Même si il y a de nombreuses actions faites au niveau local, les politiques sociales de santé, de transfert relèvent largement de l’échelon national. Si on veut de tels résultats, on a besoin d’une application au niveau national.

Ont-ils réussi à éradiquer ce problème de société de manière durable ?

C’est ce que l’on peut constater et la crise du Covid l’a également montré. Alors que de nombreux pays de l’OCDE ont eu à mettre en place des solutions « d’urgence », la Finlande a pu réagir assez vite pour trouver des solutions d’hébergements car le système était déjà plus résilient du fait qu’il y avait moins de personnes dans le besoin. Le problème qu’ils ont eu à résoudre ne se posait pas à la même échelle que dans d’autres pays.

Alors quen France, nous devons tirer des enseignements de la pandémie et notamment sur son impact social, quelles leçons devons nous retirer de la stratégie finlandaise ? Est-ce applicable sur notre territoire ?

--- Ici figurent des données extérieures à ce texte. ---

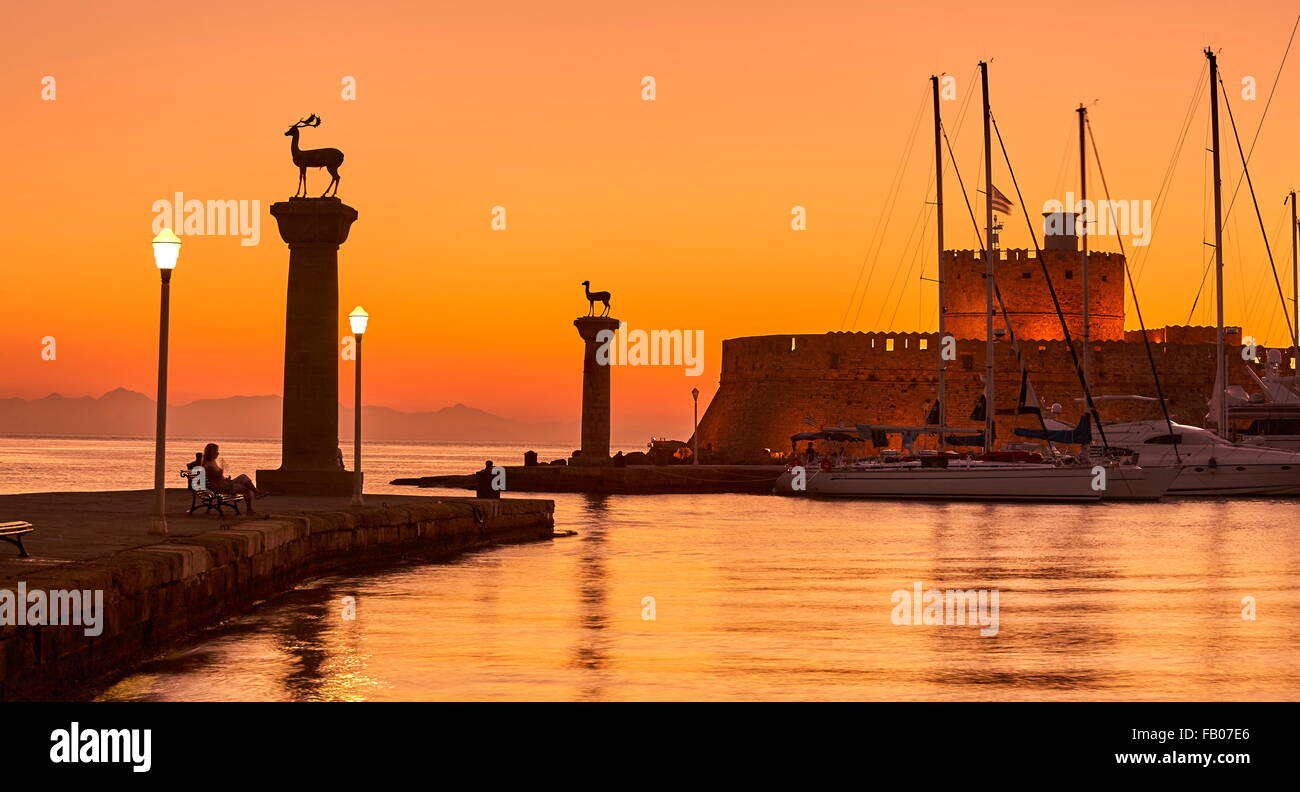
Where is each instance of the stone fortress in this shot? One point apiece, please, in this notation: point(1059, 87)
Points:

L’approche « Logement d’abord » existe en France depuis un certain nombre d’années, mais elle n’est en place que dans certains territoires. Le gouvernement actuel l’a mis à l’agenda, et il sera intéressant d’étudier ces modalités et ses résultats pour éventuellement comparer avec ce qu’a fait la Finlande et en tirer des leçons.

Là où la France peut faire un peu plus c’est au niveau des données afin de comprendre les différents profils et les parcours des personnes sans abris. Cela  nous aidera à mieux comprendre les défis, et identifier et rectifier les faiblesses systémiques. Par exemple, on voit qu’il y a un taux de sans-abrisme beaucoup plus élevé chez les personnes sortant d’institutions, comme par exemple chez les jeunes issus de l’aide social au moment où il deviennent majeurs, où les personnes sortant de prison ou d’hôpital psychiatrique car le volet de la transition n’est pas toujours assez approfondi.